Miteinander für Bremen und Bremerhaven!

Veröffentlicht am 06.05.2011 in Wahlkampf

Foto: SPD Land Bremen

Aufruf von Hans Koschnick, Klaus Wedemeier, Henning Scherf und Jens Böhrnsen zu den Wahlen am 22. Mai

Liebe Mitbürgerinnen, liebe Mitbürger,

am 22. Mai werden die Bremische Bürgerschaft, die Beiräte in Bremen und die Stadtverordnetenversammlung in Bremerhaven neu gewählt. Einige von Ihnen werden bereits wissen, wem sie ihre Stimmen geben, andere werden noch schwanken, ob sie überhaupt zur Wahl gehen sollen. Wir möchten Sie dazu aufrufen, von Ihrem Wahlrecht Gebrauch zu machen: Unsere Demokratie lebt davon, dass viele sich einmischen und nicht nur eine Zuschauerrolle einnehmen.

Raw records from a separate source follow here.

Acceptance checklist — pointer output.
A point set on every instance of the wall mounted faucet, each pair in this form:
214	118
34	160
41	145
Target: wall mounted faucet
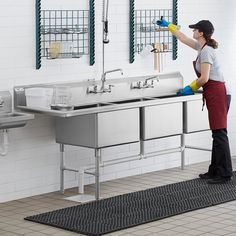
148	83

Wir wissen, dass die Menschen gerne in Bremen und Bremerhaven leben und sich mit ihren Städten und ihrem Land identifizieren. Dies ist eine unserer größten Stärken, die wir uns auch für die Zukunft bewahren müssen. Denn die Herausforderungen, die vor uns liegen, werden wir nur miteinander, nicht gegeneinander bewältigen können.

Selbstverständlich muss in der Politik auch gestritten werden. Gerade im Wahlkampf geht es ja um einen Wettbewerb der Personen und der Ideen. Falsch wäre es aber, unser Land und unsere Städte grundlos schlecht zu reden, nur um sich damit einen vermeintlichen Vorteil bei den Wählerinnen und Wählern zu verschaffen. Dafür steht zu viel auf dem Spiel.

Jenseits aller parteipolitischen Vorlieben muss uns alle das Ziel einer fairen Gesellschaft verbinden - eine Gesellschaft die sich durch wirtschaftliche Dynamik und ökologische Vernunft, gute Arbeit und gute Bildung und sozialen Zusammenhalt und demokratische Teilhabe auszeichnet. In einer solchen Gesellschaft haben alle Menschen ihren gleichberechtigten Platz: Frauen und Männer, Junge und Alte, Arbeitnehmerinnen und Arbeitnehmer genauso wie Unternehmerinnen und Unternehmer, Menschen mit Behinderungen und ohne, Deutsche und Menschen aus anderen Ländern.

Bremen und Bremerhaven stehen für Weltoffenheit, Vielfalt und Toleranz. Allen Kräften, die auf Abschottung und Ausgrenzung, auf Hass und Diskriminierung setzen, treten wir deshalb entschieden entgegen. Aus diesem Grund setzen wir am 1. Mai gemeinsam mit den Gewerkschaften und einem breiten gesellschaftlichen Bündnis für demokratische und soziale Rechte ein deutliches Zeichen gegen den geplanten Aufmarsch der alten und neuen Nazis. Bei der Bürgerschaftswahl am 22. Mai gilt es dann, den Einzug der NPD ins Parlament zu verhindern. Eine hohe Wahlbeteiligung ist das beste Mittel dazu. Helfen Sie mit!